Así lo comprobamos tanto si poetiza sobre el amor como si reflexiona sobre el tiempo, medita sobre la idea de Dios o discurre acerca de nuestra geografía. Amor, Tiempo, Dios y España son, pues, cuatro elementos que constituyen lo esencial de su producción lírica.

Si todo lo que hasta aquí se ha dicho brevemente con el propósito de comprender mejor la poesía de José García Nieto no fuera equivocado, podríamos convenir en que estamos ante un lírico que ha arriesgado su palabra para «decir» aquello que el hombre moderno necesita «escuchar». «Los poetas son los heraldos de la paz y su voz se apaga con infinita tristeza cuando la paz no florece y grana en próvidos racimos»5, dijo Camilo José Cela hablando de nuestros poetas. José García Nieto nos ha dejado en el mensaje de su obra la paz, la suya y la nuestra, recuperada tras su bajada a lo más profundo del ser del hombre. El lector será el mejor testigo de que la paz no es sólo una paloma que zurea en torno nuestro, sino también un águila que nos habita el corazón. Sólo el poeta, en este caso José García Nieto, es el que puede, de igual modo, mimar la paloma y domeñar el águila.

J. B. L.

1 Juan Ramón Jiménez, Cartas literarias, Barcelona, Bruguera, 1977, pág. 274.

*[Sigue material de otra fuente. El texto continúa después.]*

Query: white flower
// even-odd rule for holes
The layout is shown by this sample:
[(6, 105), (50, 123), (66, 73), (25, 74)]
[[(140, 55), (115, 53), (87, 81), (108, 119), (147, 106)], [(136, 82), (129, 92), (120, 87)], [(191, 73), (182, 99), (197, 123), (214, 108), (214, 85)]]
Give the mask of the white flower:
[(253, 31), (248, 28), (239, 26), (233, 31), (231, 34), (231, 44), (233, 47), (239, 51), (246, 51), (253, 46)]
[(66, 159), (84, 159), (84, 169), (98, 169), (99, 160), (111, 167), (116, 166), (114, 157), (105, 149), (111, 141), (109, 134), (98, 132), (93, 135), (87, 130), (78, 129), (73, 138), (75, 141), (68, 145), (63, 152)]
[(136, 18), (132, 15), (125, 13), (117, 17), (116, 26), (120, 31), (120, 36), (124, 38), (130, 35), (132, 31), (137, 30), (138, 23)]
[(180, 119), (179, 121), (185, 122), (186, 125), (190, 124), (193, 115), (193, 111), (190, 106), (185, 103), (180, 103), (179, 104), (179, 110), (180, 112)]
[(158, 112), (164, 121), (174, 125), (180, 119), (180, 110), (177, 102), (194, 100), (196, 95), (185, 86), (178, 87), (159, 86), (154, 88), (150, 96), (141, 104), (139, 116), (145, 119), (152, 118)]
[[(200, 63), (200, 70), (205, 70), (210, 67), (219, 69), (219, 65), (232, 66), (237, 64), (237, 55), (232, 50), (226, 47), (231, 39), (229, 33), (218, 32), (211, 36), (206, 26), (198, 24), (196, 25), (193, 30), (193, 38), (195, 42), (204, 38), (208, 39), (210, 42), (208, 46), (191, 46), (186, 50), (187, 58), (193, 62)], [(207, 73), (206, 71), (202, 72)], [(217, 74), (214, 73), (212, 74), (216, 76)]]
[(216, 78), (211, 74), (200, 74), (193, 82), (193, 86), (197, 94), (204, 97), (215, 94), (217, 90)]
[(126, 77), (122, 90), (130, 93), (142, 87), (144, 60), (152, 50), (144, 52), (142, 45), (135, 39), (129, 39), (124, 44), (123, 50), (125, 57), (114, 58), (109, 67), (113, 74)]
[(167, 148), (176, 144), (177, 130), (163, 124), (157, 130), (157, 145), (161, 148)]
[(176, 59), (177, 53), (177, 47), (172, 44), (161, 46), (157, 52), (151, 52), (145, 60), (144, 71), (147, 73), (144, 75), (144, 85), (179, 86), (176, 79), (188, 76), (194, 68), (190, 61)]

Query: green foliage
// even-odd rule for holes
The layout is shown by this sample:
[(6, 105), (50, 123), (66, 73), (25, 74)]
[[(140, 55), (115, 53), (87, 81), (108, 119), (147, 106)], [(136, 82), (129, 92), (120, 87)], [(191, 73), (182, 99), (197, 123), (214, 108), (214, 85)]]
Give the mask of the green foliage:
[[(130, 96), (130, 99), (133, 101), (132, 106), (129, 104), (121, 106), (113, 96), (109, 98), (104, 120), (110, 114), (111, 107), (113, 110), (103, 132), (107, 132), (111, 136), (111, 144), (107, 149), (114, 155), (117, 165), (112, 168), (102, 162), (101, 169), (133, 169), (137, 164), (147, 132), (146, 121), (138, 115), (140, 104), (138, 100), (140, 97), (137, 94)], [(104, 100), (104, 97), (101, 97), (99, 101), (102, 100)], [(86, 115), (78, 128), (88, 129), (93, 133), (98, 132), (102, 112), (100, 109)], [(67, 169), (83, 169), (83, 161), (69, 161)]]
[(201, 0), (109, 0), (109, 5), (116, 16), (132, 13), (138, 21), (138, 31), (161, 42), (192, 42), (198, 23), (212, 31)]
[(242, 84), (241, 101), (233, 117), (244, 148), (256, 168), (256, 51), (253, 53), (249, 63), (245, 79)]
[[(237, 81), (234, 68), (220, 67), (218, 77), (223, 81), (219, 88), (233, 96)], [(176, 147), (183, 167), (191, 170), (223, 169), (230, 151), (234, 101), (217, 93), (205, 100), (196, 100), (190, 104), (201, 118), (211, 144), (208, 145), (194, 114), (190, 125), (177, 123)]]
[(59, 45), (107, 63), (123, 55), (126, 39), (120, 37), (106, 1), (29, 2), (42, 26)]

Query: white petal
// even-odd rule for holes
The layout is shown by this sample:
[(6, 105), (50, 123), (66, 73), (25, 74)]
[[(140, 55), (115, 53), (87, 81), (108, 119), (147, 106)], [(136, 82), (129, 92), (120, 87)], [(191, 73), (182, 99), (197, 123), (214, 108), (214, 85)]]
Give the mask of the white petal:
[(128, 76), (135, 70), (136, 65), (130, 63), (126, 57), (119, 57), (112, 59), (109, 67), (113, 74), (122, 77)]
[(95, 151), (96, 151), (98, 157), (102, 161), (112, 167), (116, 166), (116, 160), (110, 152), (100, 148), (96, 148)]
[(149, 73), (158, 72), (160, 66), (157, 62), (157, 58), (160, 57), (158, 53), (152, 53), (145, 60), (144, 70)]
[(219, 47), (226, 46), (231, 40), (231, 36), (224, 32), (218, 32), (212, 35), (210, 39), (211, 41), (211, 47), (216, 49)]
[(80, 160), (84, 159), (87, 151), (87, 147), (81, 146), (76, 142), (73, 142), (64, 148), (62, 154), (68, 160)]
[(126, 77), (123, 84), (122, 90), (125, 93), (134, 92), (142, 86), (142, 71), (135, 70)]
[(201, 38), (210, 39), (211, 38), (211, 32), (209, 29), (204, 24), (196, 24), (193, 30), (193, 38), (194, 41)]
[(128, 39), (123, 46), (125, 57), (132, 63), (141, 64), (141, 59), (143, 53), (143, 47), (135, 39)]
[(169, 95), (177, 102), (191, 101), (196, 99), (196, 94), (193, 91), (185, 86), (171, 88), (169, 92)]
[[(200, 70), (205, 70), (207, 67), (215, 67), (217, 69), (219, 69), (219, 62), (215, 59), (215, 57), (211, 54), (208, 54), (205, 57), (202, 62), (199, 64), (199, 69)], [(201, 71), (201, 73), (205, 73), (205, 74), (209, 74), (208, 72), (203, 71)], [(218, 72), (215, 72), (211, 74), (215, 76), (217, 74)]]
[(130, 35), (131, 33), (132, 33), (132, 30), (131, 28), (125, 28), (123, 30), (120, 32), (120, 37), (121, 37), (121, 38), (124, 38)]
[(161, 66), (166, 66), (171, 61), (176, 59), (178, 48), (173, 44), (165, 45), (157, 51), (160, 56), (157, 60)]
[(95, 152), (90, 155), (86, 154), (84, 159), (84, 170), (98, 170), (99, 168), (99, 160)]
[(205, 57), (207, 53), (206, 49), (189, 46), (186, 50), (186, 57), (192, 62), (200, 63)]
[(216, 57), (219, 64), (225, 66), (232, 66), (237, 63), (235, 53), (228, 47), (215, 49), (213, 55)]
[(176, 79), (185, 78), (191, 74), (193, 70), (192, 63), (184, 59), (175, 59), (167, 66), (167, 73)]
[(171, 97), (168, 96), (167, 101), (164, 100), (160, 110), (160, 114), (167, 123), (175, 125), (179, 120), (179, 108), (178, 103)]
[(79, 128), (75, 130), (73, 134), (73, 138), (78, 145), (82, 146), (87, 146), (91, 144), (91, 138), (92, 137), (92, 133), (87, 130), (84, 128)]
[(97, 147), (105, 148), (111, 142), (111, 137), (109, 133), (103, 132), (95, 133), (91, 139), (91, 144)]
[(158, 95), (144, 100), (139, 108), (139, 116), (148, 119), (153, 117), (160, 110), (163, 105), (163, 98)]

2 «Hombre junto al Tajo», Corpus Christi y seis sonetos, Toledo, Impr. Gómez Menor, 1962, pág. 15.

3 La mirada poética de José García Nieto, Barcelona, Icaria, 1990.

4 «1936-1939», Memorias y compromisos, Madrid, Editora Nacional, 1966, pág. 110.

5 Nuevo elogio de la lengua española, Madrid, Real Academia Española, 1983, pág. 56.